BRASIL – Estudo indica aumento no consumo de alimentos ultraprocessados durante a pandemia de covid-19, revela pesquisa com universidades brasileiras.
De acordo com o estudo, os estágios da pandemia tiveram impactos diferentes na alimentação dos brasileiros, assim como mudanças alimentares decorrentes da piora da condição financeira. Nos primeiros anos do levantamento, houve um aumento no consumo de cereais, leite, salgadinhos de pacote ou biscoitos salgados e molhos industrializados, enquanto o consumo de ovos diminuiu.
No entanto, na comparação entre 2019 e 2021, e entre 2020 e 2021, houve uma diminuição significativa no consumo de cereais, hortaliças, frutas e sucos de fruta industrializados, e um aumento no consumo de refrigerante, biscoito doce, recheado ou bolinho de pacote, embutidos, molhos e refeições prontas.
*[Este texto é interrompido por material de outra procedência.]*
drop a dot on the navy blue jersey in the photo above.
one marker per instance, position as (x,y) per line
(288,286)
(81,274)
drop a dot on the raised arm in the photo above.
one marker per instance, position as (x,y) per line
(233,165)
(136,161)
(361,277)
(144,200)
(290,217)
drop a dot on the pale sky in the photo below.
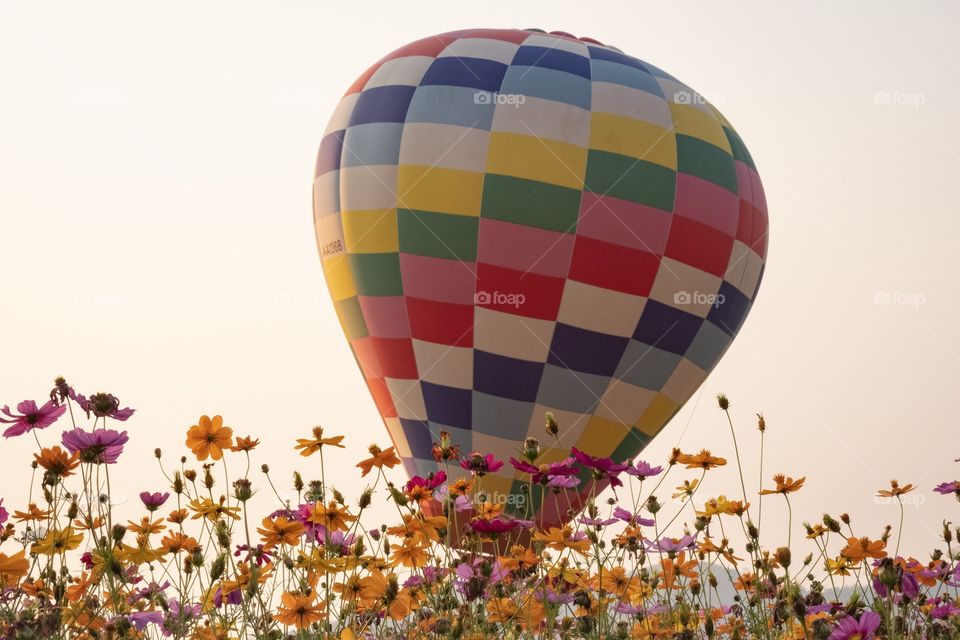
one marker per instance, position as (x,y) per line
(155,214)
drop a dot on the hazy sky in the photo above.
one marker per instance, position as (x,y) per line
(155,215)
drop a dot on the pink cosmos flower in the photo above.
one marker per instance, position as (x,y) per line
(481,465)
(849,627)
(100,446)
(30,417)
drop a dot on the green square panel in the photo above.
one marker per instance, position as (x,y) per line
(377,274)
(631,179)
(698,158)
(739,149)
(531,203)
(439,235)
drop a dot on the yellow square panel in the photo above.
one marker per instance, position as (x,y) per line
(660,410)
(634,138)
(439,189)
(602,436)
(339,277)
(691,121)
(532,158)
(372,231)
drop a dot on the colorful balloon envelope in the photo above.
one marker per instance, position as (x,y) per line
(514,222)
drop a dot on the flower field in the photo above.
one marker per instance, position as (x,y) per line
(191,561)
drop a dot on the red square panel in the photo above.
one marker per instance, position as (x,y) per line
(396,357)
(613,266)
(441,322)
(699,245)
(531,295)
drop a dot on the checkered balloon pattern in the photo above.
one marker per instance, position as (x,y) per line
(514,222)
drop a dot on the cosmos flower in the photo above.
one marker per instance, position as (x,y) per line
(209,438)
(849,628)
(153,501)
(379,459)
(102,405)
(30,417)
(480,465)
(100,446)
(642,470)
(603,468)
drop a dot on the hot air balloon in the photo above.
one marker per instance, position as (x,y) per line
(512,223)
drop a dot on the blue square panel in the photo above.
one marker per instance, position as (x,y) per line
(567,390)
(667,328)
(586,351)
(506,377)
(646,366)
(382,104)
(730,309)
(501,417)
(447,405)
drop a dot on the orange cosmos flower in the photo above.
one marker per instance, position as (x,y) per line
(859,549)
(32,513)
(57,462)
(703,460)
(563,538)
(298,611)
(309,446)
(209,438)
(895,490)
(176,542)
(333,516)
(409,554)
(246,443)
(13,567)
(276,531)
(379,459)
(785,485)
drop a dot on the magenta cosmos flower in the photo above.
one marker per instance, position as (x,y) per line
(642,470)
(480,464)
(102,405)
(153,501)
(601,467)
(100,446)
(849,627)
(30,417)
(548,473)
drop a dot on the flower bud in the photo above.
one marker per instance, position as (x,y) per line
(366,498)
(552,427)
(784,556)
(217,567)
(722,401)
(652,505)
(830,523)
(242,490)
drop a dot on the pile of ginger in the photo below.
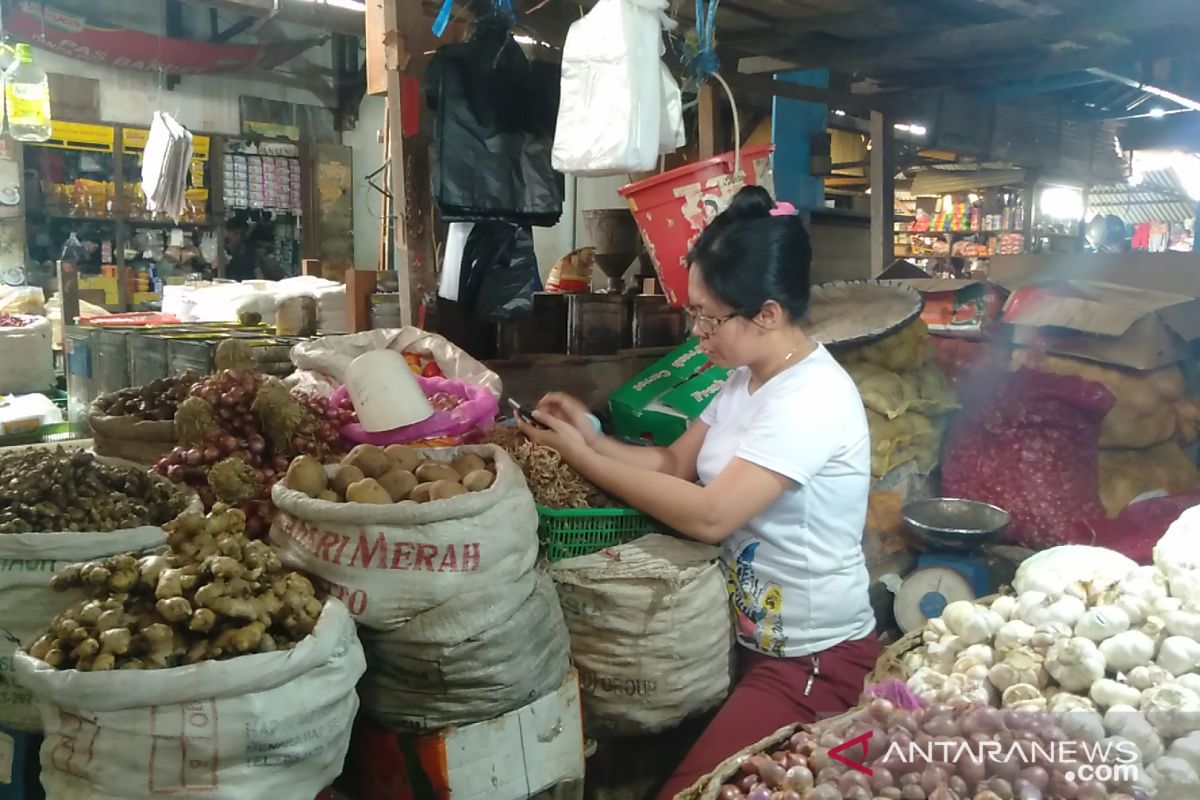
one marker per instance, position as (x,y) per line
(215,594)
A nutricionista Giovanna Andrade, integrante do Núcleo de Pesquisas Epidemiológicas em Nutrição e Saúde (Nupens), destacou que, nos primeiros anos da pandemia, a alimentação em casa favoreceu a ingestão de frutas e hortaliças, apesar do aumento no consumo de alimentos ultraprocessados. Esse movimento também foi observado em outros países ao redor do mundo.
O estudo ressalta que o aumento do consumo de ultraprocessados já vinha sendo observado no Brasil, mas a pandemia acelerou esse processo. Durante a pesquisa, foi perguntado aos participantes quais alimentos foram consumidos no dia anterior, e os dados mostram um aumento no consumo de refrigerante e alimentos ultraprocessados, como margarina, maionese, ketchup ou outros molhos industrializados.
Em relação à percepção de consumo, o estudo revela que 46% dos entrevistados relataram consumir mais alimentos preparados em casa durante a pandemia, enquanto 48,6% dos entrevistados disseram ter alterado seus hábitos alimentares durante a covid-19. Os principais motivos citados foram a preocupação com a saúde e a diminuição da renda familiar.
Segundo a pesquisa, a maioria das pessoas que relataram uma redução na renda familiar como principal causa da mudança alimentar na pandemia também reduziu o consumo de alimentos in natura e minimamente processados, como carne bovina e suína, peixe, frutas e leite. No entanto, o mesmo grupo aumentou o consumo de alimentos ultraprocessados, o que reflete a dificuldade de acesso a alimentos por uma parcela importante da população.
A nutricionista Giovanna ressalta a gravidade dessa situação, afirmando que é importante garantir uma alimentação adequada, pois o consumo excessivo de alimentos ultraprocessados está associado a doenças crônicas, como obesidade, diabetes, hipertensão e câncer. Ela alerta que as mudanças na alimentação durante a pandemia terão reflexos negativos na saúde da população nos próximos anos.
O estudo sugere que as alterações na alimentação foram estatisticamente significativas, mesmo que em um curto período de tempo entre as coletas de dados. Os pesquisadores ressaltam a preocupação em relação ao consumo de alimentos ultraprocessados, pois eles têm um perfil nutricional inferior, sendo associados a diversos problemas de saúde. Além disso, destacam o impacto ambiental causado por esses alimentos.
O Guia Alimentar da População Brasileira recomenda uma dieta baseada em alimentos in natura e minimamente processados, como arroz, feijão, frutas e hortaliças. Por outro lado, os alimentos ultraprocessados estão associados a diferentes tipos de câncer, obesidade, síndrome metabólica e diabetes.
Diante desses resultados, fica evidente a importância de políticas públicas para garantir uma alimentação adequada e saudável para a população brasileira, com acesso a alimentos nutritivos e de qualidade. A pandemia acentuou o consumo de alimentos ultraprocessados, o que pode ter consequências negativas para a saúde da população no futuro. É fundamental que governos e sociedade atuem no sentido de garantir uma alimentação adequada para todos.